Bir İblis Lordunun Hikayesi: Zindanlar, Canavar Kızlar ve İç Isıtan Bir Mutluluk

16 Şubat 2021
Çeviri: zibillionbytes
Düzenleme: Residenttt
855 Görüntülenme
Bu bölümü 16 Kişi beğendi.
Cilt 21

Drakenstead’e - Kısım 3

“Rapor veriyorum komutanım! Grandarr Kalesi’nden kırmızı kod uyarısı geldi. Bizden hemen sorti talebinde bulunuyorlar. Kökenleri ve ilişikleri bilinmeyen iki iblis hava sahamıza girdi. Ejder şövalyelerimiz onlara engel olmaya çalıştı ama bir tür büyüyle yarı ejderleri korkutmuşlar ve ellerinden kurtulmuşlar.”

“Lanet olsun asker, izinliyim ben.”

 

Komutan olan adam Zellirum, sinir olmuş bir şekilde sandalyesine yaslandı ve çatalını masanın üzerine koydu. Çok mutsuzdu. Adamlarından biri, nadir alabildiği izin günlerinden birinde yemek yediği restorana dalmıştı.

 

“Çok özür dilerim efendim, ama bu önemli. Niyetlerinin ne olduğu hakkında hiçbir fikrimiz yok ve tek bildiğimiz başkente ilerleyerek kötü bir şeyler çevirebilecekleri. Üst makamdakiler, onları durdurmamıza yardımcı olmak için size ihtiyacımız olacağına karar verdiler.”

“Ne kadar kaybımız var?”

“Herhangi bir kayıp yok efendim. Yarı ejderlerimizi korkuttular ama bize saldırmadılar. Tek sorun, onlara yetişemeyeceğimiz kadar hızlı uçmaları.”

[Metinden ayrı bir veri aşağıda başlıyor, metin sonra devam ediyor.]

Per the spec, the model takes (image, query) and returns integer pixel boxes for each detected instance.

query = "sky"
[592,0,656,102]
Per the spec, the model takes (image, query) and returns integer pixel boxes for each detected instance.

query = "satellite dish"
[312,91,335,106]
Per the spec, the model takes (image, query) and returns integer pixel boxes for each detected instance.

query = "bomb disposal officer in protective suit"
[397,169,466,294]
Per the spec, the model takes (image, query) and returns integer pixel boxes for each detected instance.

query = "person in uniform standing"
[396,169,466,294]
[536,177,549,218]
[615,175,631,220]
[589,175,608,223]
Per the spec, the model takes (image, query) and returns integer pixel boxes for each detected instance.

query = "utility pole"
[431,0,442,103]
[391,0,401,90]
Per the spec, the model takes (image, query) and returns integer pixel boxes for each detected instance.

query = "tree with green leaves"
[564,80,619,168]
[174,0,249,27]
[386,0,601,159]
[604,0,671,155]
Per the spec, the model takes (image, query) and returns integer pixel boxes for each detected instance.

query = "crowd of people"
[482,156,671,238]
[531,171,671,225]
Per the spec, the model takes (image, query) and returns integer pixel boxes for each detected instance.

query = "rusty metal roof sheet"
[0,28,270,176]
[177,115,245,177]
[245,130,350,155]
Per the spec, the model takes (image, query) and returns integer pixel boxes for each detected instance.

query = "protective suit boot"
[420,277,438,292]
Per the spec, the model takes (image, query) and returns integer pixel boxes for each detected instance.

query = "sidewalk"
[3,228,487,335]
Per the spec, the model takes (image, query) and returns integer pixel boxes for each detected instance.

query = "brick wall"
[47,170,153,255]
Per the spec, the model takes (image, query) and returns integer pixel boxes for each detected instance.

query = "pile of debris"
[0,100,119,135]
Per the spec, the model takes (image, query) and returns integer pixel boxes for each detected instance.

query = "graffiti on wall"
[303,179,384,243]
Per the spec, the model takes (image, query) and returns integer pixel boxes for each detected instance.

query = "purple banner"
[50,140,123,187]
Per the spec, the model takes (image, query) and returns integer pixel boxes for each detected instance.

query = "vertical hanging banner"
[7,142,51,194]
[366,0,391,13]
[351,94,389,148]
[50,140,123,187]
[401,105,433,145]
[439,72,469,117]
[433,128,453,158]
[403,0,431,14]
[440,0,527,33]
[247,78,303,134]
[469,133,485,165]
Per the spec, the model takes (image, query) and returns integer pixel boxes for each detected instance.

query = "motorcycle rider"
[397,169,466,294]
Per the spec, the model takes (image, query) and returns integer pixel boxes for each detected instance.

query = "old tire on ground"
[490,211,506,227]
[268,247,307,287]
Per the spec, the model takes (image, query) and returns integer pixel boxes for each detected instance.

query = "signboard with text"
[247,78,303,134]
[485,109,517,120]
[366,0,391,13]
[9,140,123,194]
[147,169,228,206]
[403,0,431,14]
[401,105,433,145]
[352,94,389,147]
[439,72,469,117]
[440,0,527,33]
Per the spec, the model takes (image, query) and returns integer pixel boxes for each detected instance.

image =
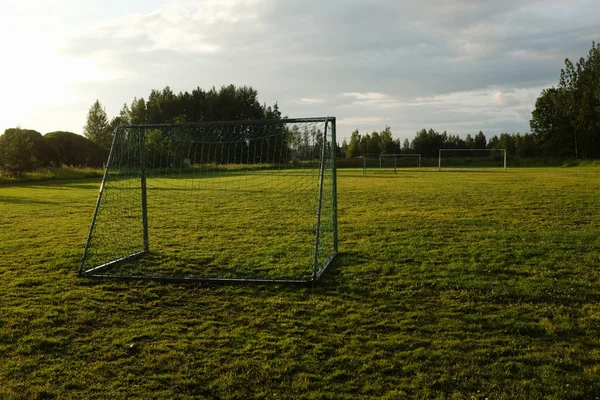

“Amaçları nedir...? Bir güç gösterisi belki de?” Zellirum sesli düşünmüştü. “Gidip bir bakacağım. Birimi uçuşa hazırlayın.”

“Hazırlıklar çoktan başladı efendim. Her an harekete geçmeye hazırız.”

 

Zellirum’un adamı ikinci cümleyi bastırarak üstünü mümkün olan en kısa sürede işe götürmeye zorluyordu. Ancak, ya mesaj ulaşmamış ya da bilerek yok sayılmış olacak ki, Zellirum ayağa kalkma zahmetine bile girmemişti.

 

“Hepiniz çok sabırsız ve örgütlüsünüz...” bardağından büyük bir yudum aldı, sesini yükseltti ve dükkanı yöneten yaşlı kadına seslendi. “Hesabı alabilir miyim? Gitmem gerek.”

 

***

 

Zellirum olay yerine gelip şüpheli ikilinin etrafındaki daireye katıldığında, kendini bir tür tartışmanın ortasında buldu.

 

“Hepsi senin hatan! Aptal yarı ejderlerini altlarına sıçırtacak kadar korkutmadan önce iki saniye düşünseydin bunların hiçbiri olmazdı!” Yanındakine bağıran adamın kendini tutmak diye bir şeyden haberi yok gibiydi. “Şimdi ne bok yiyeceğiz bakalım!?”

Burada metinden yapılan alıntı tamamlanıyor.